O último titã

09/03/2018 às 17:58.
Atualizado em 03/11/2021 às 01:47

Pouco se ouve sobre Percival Farquhar, que chefiava um grupo norte-americano, pretendente a concessão das grandes jazidas de ferro em Itabira, terra de Drummond, poeta, e do historiador João Camillo de Oliveira Torres. Este afirmou: foi, possivelmente, o primeiro capítulo da luta nacionalista brasileira, pois Artur Bernardes, presidente de Minas e depois da República, era visceralmente contrário à saída dos minérios para usinas estrangeiras. Seu sucessor no Estado, Raul Soares, se recusou a assinar o contrato, em 1921.

Para se entender o caso sem perda de tempo, tão precioso em nossa época, aconselharia recorrer-se a Enéas Athanázio, advogado e escritor de Santa Catarina, que acaba de publicar “Farquhar e Lobato”. Em poucas páginas da Editora Minarete, relata em pormenores a extensa guerra entre o americano e o autor de São Paulo, um cidadão sem medo, que se engalfinhou com o adversário, onde estivesse, por suas ideias e com patriotismo. 

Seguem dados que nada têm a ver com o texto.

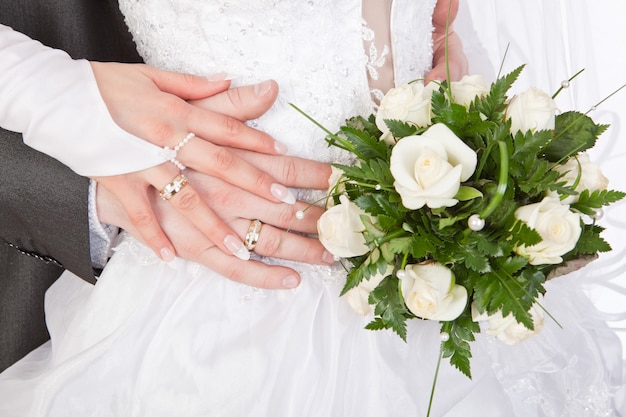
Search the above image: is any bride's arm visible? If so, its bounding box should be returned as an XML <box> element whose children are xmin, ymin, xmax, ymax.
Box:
<box><xmin>426</xmin><ymin>0</ymin><xmax>468</xmax><ymax>81</ymax></box>
<box><xmin>0</xmin><ymin>25</ymin><xmax>326</xmax><ymax>266</ymax></box>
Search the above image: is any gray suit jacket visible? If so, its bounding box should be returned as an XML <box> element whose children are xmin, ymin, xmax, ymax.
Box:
<box><xmin>0</xmin><ymin>0</ymin><xmax>140</xmax><ymax>371</ymax></box>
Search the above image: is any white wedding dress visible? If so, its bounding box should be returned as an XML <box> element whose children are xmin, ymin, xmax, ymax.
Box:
<box><xmin>0</xmin><ymin>0</ymin><xmax>623</xmax><ymax>417</ymax></box>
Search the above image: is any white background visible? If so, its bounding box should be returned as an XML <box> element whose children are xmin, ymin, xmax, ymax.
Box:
<box><xmin>455</xmin><ymin>0</ymin><xmax>626</xmax><ymax>357</ymax></box>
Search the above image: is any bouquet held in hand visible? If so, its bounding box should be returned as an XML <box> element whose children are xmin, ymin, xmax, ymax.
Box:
<box><xmin>298</xmin><ymin>67</ymin><xmax>625</xmax><ymax>376</ymax></box>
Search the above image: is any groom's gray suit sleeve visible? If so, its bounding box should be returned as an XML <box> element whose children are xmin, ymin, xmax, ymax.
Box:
<box><xmin>0</xmin><ymin>0</ymin><xmax>140</xmax><ymax>371</ymax></box>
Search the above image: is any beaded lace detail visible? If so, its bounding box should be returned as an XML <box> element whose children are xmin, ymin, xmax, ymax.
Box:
<box><xmin>120</xmin><ymin>0</ymin><xmax>435</xmax><ymax>167</ymax></box>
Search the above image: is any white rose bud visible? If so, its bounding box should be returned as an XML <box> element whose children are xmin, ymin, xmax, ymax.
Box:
<box><xmin>390</xmin><ymin>123</ymin><xmax>477</xmax><ymax>210</ymax></box>
<box><xmin>515</xmin><ymin>197</ymin><xmax>581</xmax><ymax>265</ymax></box>
<box><xmin>549</xmin><ymin>153</ymin><xmax>609</xmax><ymax>204</ymax></box>
<box><xmin>450</xmin><ymin>74</ymin><xmax>489</xmax><ymax>107</ymax></box>
<box><xmin>472</xmin><ymin>298</ymin><xmax>544</xmax><ymax>346</ymax></box>
<box><xmin>317</xmin><ymin>195</ymin><xmax>369</xmax><ymax>258</ymax></box>
<box><xmin>506</xmin><ymin>87</ymin><xmax>556</xmax><ymax>134</ymax></box>
<box><xmin>401</xmin><ymin>262</ymin><xmax>467</xmax><ymax>321</ymax></box>
<box><xmin>376</xmin><ymin>82</ymin><xmax>436</xmax><ymax>135</ymax></box>
<box><xmin>345</xmin><ymin>266</ymin><xmax>393</xmax><ymax>316</ymax></box>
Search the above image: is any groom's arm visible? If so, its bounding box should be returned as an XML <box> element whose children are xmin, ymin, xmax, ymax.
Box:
<box><xmin>0</xmin><ymin>130</ymin><xmax>94</xmax><ymax>282</ymax></box>
<box><xmin>0</xmin><ymin>0</ymin><xmax>141</xmax><ymax>282</ymax></box>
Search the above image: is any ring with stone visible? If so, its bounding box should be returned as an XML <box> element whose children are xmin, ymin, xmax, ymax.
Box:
<box><xmin>159</xmin><ymin>174</ymin><xmax>187</xmax><ymax>201</ymax></box>
<box><xmin>244</xmin><ymin>219</ymin><xmax>263</xmax><ymax>251</ymax></box>
<box><xmin>161</xmin><ymin>133</ymin><xmax>196</xmax><ymax>171</ymax></box>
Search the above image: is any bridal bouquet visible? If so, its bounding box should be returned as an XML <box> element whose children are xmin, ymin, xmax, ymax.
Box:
<box><xmin>298</xmin><ymin>67</ymin><xmax>625</xmax><ymax>377</ymax></box>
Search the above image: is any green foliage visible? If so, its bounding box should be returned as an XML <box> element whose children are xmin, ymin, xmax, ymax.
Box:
<box><xmin>296</xmin><ymin>66</ymin><xmax>626</xmax><ymax>377</ymax></box>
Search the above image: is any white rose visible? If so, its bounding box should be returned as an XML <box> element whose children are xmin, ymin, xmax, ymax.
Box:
<box><xmin>549</xmin><ymin>153</ymin><xmax>609</xmax><ymax>204</ymax></box>
<box><xmin>345</xmin><ymin>266</ymin><xmax>393</xmax><ymax>316</ymax></box>
<box><xmin>472</xmin><ymin>303</ymin><xmax>544</xmax><ymax>345</ymax></box>
<box><xmin>390</xmin><ymin>123</ymin><xmax>476</xmax><ymax>210</ymax></box>
<box><xmin>515</xmin><ymin>197</ymin><xmax>581</xmax><ymax>265</ymax></box>
<box><xmin>376</xmin><ymin>82</ymin><xmax>437</xmax><ymax>135</ymax></box>
<box><xmin>506</xmin><ymin>87</ymin><xmax>556</xmax><ymax>134</ymax></box>
<box><xmin>401</xmin><ymin>262</ymin><xmax>467</xmax><ymax>321</ymax></box>
<box><xmin>317</xmin><ymin>195</ymin><xmax>369</xmax><ymax>258</ymax></box>
<box><xmin>326</xmin><ymin>166</ymin><xmax>346</xmax><ymax>207</ymax></box>
<box><xmin>450</xmin><ymin>74</ymin><xmax>489</xmax><ymax>107</ymax></box>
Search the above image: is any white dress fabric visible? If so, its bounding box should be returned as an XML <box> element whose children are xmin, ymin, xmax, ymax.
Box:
<box><xmin>0</xmin><ymin>0</ymin><xmax>624</xmax><ymax>417</ymax></box>
<box><xmin>0</xmin><ymin>25</ymin><xmax>165</xmax><ymax>176</ymax></box>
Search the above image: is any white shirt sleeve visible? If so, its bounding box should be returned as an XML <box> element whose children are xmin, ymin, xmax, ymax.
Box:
<box><xmin>0</xmin><ymin>25</ymin><xmax>164</xmax><ymax>176</ymax></box>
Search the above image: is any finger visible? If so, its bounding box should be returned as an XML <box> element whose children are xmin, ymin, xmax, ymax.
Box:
<box><xmin>150</xmin><ymin>169</ymin><xmax>250</xmax><ymax>260</ymax></box>
<box><xmin>231</xmin><ymin>149</ymin><xmax>331</xmax><ymax>190</ymax></box>
<box><xmin>238</xmin><ymin>219</ymin><xmax>335</xmax><ymax>265</ymax></box>
<box><xmin>180</xmin><ymin>105</ymin><xmax>280</xmax><ymax>155</ymax></box>
<box><xmin>94</xmin><ymin>175</ymin><xmax>175</xmax><ymax>262</ymax></box>
<box><xmin>179</xmin><ymin>139</ymin><xmax>296</xmax><ymax>204</ymax></box>
<box><xmin>140</xmin><ymin>65</ymin><xmax>230</xmax><ymax>100</ymax></box>
<box><xmin>144</xmin><ymin>193</ymin><xmax>300</xmax><ymax>289</ymax></box>
<box><xmin>188</xmin><ymin>242</ymin><xmax>301</xmax><ymax>290</ymax></box>
<box><xmin>189</xmin><ymin>80</ymin><xmax>278</xmax><ymax>121</ymax></box>
<box><xmin>187</xmin><ymin>170</ymin><xmax>324</xmax><ymax>236</ymax></box>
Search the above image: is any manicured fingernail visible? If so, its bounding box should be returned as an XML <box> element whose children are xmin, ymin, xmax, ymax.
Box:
<box><xmin>274</xmin><ymin>140</ymin><xmax>289</xmax><ymax>155</ymax></box>
<box><xmin>254</xmin><ymin>80</ymin><xmax>272</xmax><ymax>96</ymax></box>
<box><xmin>224</xmin><ymin>235</ymin><xmax>250</xmax><ymax>261</ymax></box>
<box><xmin>283</xmin><ymin>275</ymin><xmax>299</xmax><ymax>288</ymax></box>
<box><xmin>159</xmin><ymin>248</ymin><xmax>176</xmax><ymax>262</ymax></box>
<box><xmin>322</xmin><ymin>250</ymin><xmax>337</xmax><ymax>265</ymax></box>
<box><xmin>270</xmin><ymin>184</ymin><xmax>296</xmax><ymax>204</ymax></box>
<box><xmin>205</xmin><ymin>72</ymin><xmax>239</xmax><ymax>81</ymax></box>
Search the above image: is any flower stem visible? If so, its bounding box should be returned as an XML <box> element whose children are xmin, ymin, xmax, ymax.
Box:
<box><xmin>480</xmin><ymin>140</ymin><xmax>509</xmax><ymax>220</ymax></box>
<box><xmin>426</xmin><ymin>347</ymin><xmax>443</xmax><ymax>417</ymax></box>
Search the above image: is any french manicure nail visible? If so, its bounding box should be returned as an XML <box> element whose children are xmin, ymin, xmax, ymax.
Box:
<box><xmin>283</xmin><ymin>275</ymin><xmax>299</xmax><ymax>288</ymax></box>
<box><xmin>159</xmin><ymin>248</ymin><xmax>175</xmax><ymax>262</ymax></box>
<box><xmin>274</xmin><ymin>140</ymin><xmax>289</xmax><ymax>155</ymax></box>
<box><xmin>254</xmin><ymin>80</ymin><xmax>272</xmax><ymax>96</ymax></box>
<box><xmin>322</xmin><ymin>250</ymin><xmax>337</xmax><ymax>265</ymax></box>
<box><xmin>270</xmin><ymin>184</ymin><xmax>296</xmax><ymax>204</ymax></box>
<box><xmin>205</xmin><ymin>72</ymin><xmax>239</xmax><ymax>81</ymax></box>
<box><xmin>224</xmin><ymin>235</ymin><xmax>250</xmax><ymax>261</ymax></box>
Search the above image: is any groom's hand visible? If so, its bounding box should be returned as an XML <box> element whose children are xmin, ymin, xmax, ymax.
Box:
<box><xmin>92</xmin><ymin>63</ymin><xmax>326</xmax><ymax>260</ymax></box>
<box><xmin>98</xmin><ymin>83</ymin><xmax>333</xmax><ymax>288</ymax></box>
<box><xmin>97</xmin><ymin>162</ymin><xmax>334</xmax><ymax>289</ymax></box>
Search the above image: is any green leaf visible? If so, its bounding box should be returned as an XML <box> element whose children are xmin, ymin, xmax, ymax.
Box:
<box><xmin>545</xmin><ymin>111</ymin><xmax>607</xmax><ymax>162</ymax></box>
<box><xmin>385</xmin><ymin>120</ymin><xmax>416</xmax><ymax>139</ymax></box>
<box><xmin>574</xmin><ymin>225</ymin><xmax>611</xmax><ymax>255</ymax></box>
<box><xmin>441</xmin><ymin>309</ymin><xmax>480</xmax><ymax>379</ymax></box>
<box><xmin>511</xmin><ymin>221</ymin><xmax>542</xmax><ymax>246</ymax></box>
<box><xmin>570</xmin><ymin>190</ymin><xmax>626</xmax><ymax>216</ymax></box>
<box><xmin>366</xmin><ymin>275</ymin><xmax>412</xmax><ymax>342</ymax></box>
<box><xmin>389</xmin><ymin>236</ymin><xmax>413</xmax><ymax>254</ymax></box>
<box><xmin>454</xmin><ymin>185</ymin><xmax>483</xmax><ymax>201</ymax></box>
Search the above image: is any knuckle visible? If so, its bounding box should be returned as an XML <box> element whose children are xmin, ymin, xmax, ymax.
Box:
<box><xmin>182</xmin><ymin>242</ymin><xmax>214</xmax><ymax>261</ymax></box>
<box><xmin>128</xmin><ymin>210</ymin><xmax>154</xmax><ymax>228</ymax></box>
<box><xmin>176</xmin><ymin>190</ymin><xmax>201</xmax><ymax>211</ymax></box>
<box><xmin>276</xmin><ymin>204</ymin><xmax>296</xmax><ymax>229</ymax></box>
<box><xmin>182</xmin><ymin>73</ymin><xmax>198</xmax><ymax>89</ymax></box>
<box><xmin>282</xmin><ymin>158</ymin><xmax>299</xmax><ymax>185</ymax></box>
<box><xmin>164</xmin><ymin>97</ymin><xmax>191</xmax><ymax>120</ymax></box>
<box><xmin>257</xmin><ymin>232</ymin><xmax>283</xmax><ymax>256</ymax></box>
<box><xmin>148</xmin><ymin>121</ymin><xmax>176</xmax><ymax>146</ymax></box>
<box><xmin>219</xmin><ymin>116</ymin><xmax>243</xmax><ymax>137</ymax></box>
<box><xmin>213</xmin><ymin>148</ymin><xmax>235</xmax><ymax>171</ymax></box>
<box><xmin>227</xmin><ymin>88</ymin><xmax>244</xmax><ymax>110</ymax></box>
<box><xmin>222</xmin><ymin>262</ymin><xmax>245</xmax><ymax>282</ymax></box>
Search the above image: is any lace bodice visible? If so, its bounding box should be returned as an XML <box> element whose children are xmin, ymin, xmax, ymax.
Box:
<box><xmin>120</xmin><ymin>0</ymin><xmax>435</xmax><ymax>166</ymax></box>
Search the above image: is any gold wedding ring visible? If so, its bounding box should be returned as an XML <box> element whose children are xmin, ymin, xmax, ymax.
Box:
<box><xmin>159</xmin><ymin>174</ymin><xmax>187</xmax><ymax>201</ymax></box>
<box><xmin>243</xmin><ymin>219</ymin><xmax>263</xmax><ymax>251</ymax></box>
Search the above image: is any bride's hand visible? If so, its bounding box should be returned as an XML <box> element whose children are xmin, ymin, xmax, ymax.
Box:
<box><xmin>425</xmin><ymin>0</ymin><xmax>468</xmax><ymax>81</ymax></box>
<box><xmin>97</xmin><ymin>164</ymin><xmax>334</xmax><ymax>289</ymax></box>
<box><xmin>92</xmin><ymin>62</ymin><xmax>312</xmax><ymax>260</ymax></box>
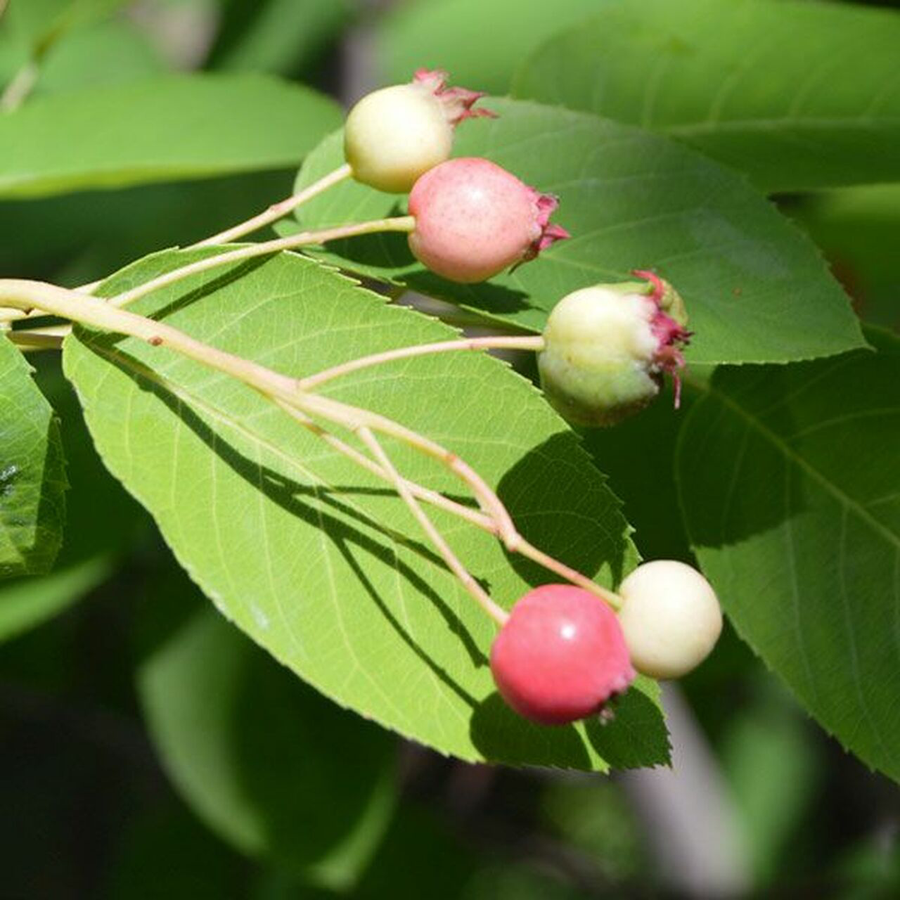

Enéas traça o perfil do magnata. Homem de mil negócios, fundou um império econômico, o Sindicato Farquehar, com tentáculos em grande parte do mundo. Nascido na Pensilvânia, estabeleceu seu grupo em Nova York, após formar-se em engenharia e direito. Lidou com energia elétrica, bondes, terras, gado, frigoríficos, navegação, celulose e papel, madeiras e minérios. Além do projeto para exploração das riquezas de Itabira, recebeu concessão para operação dos portos no Pará e do Rio Grande, construiu a Madeira-Mamoré, a “ferrovia do diabo” ou “da morte, a Estrada de Ferro São Paulo Rio-Grande, sonhando com a interligação de todo o continente, inclusive o famoso trem internacional, blindado e luxuoso trafegar entre Argentina e São Paulo”. 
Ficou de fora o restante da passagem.